Succursales fermées et horaires modifiés
Faute de main-d’œuvre, les propriétaires du restaurant Sushi X ont été forcés de prendre une décision difficile en début d’été en fermant complètement leur succursale de Lévis.
«On a préféré fermer et rapatrier les deux associés à Lebourgneuf avec nous. C’est plus rentable de payer le loyer vide et de rouler à plein dans un seul restaurant», explique la propriétaire Nina Muongsouvanh, qui assure que les affaires allaient bien. «C’est lié à 100 % à la main-d’œuvre.»
Les boulangeries Paillard sont elles aussi touchées de plein fouet par les difficultés de recrutement. Deux de ses quatre succursales sont forcées de fermer leurs portes plus tôt du lundi au jeudi, soit à 16 h, pour donner une pause aux employés en place. «On a beau faire des publications sur Facebook, de l’affichage sur Emploi-Québec, on fait tout ce qu’on peut, mais ça ne fonctionne pas», soupire Mélina Simard, gérante de la succursale d’Auvergne.
Les clubs de golf doublement frappés
Affectés eux aussi par la pénurie de main-d’œuvre, les clubs de golf sont doublement pénalisés du fait qu’ils n’ont pour la plupart que des emplois saisonniers à offrir.
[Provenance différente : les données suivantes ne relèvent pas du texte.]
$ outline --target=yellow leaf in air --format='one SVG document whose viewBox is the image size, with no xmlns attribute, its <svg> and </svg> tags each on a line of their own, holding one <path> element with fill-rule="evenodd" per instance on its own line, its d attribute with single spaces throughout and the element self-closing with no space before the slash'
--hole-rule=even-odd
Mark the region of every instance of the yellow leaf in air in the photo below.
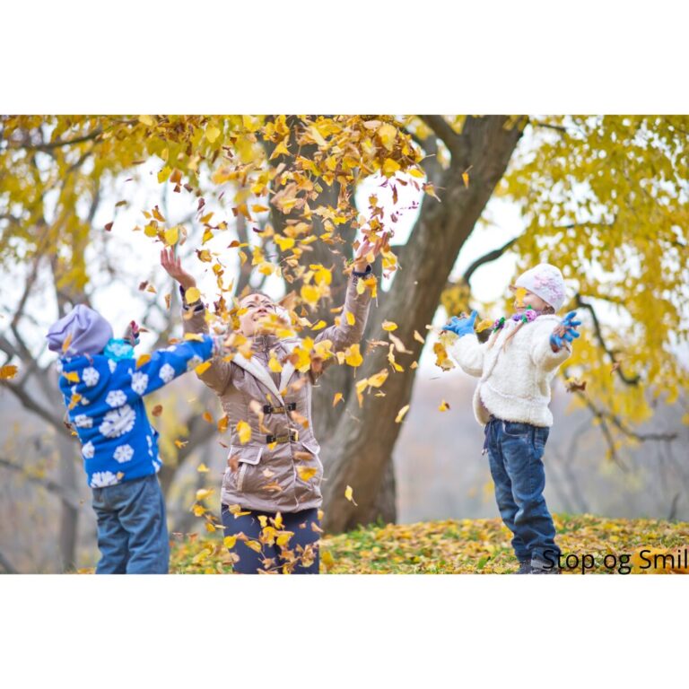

«Ce n’est pas évident», confirme Luc Harvey, directeur général du club de golf Lorette, à Québec. Les travailleurs en recherche d’emploi ont l’embarras du choix et ils sont moins tentés par un travail temporaire, explique-t-il. Les CV se font rares. «Du côté du casse-croûte, j’ai des cadres qui ont même dû faire des heures pour combler les besoins», raconte-t-il.
Sans surprise, c’est lors du retour en classe des cégépiens et des universitaires que le manque d’employés est le plus criant. «En faisant de la magie, on y arrive», souffle Claude Langlois, du club de golf Le Montmorency.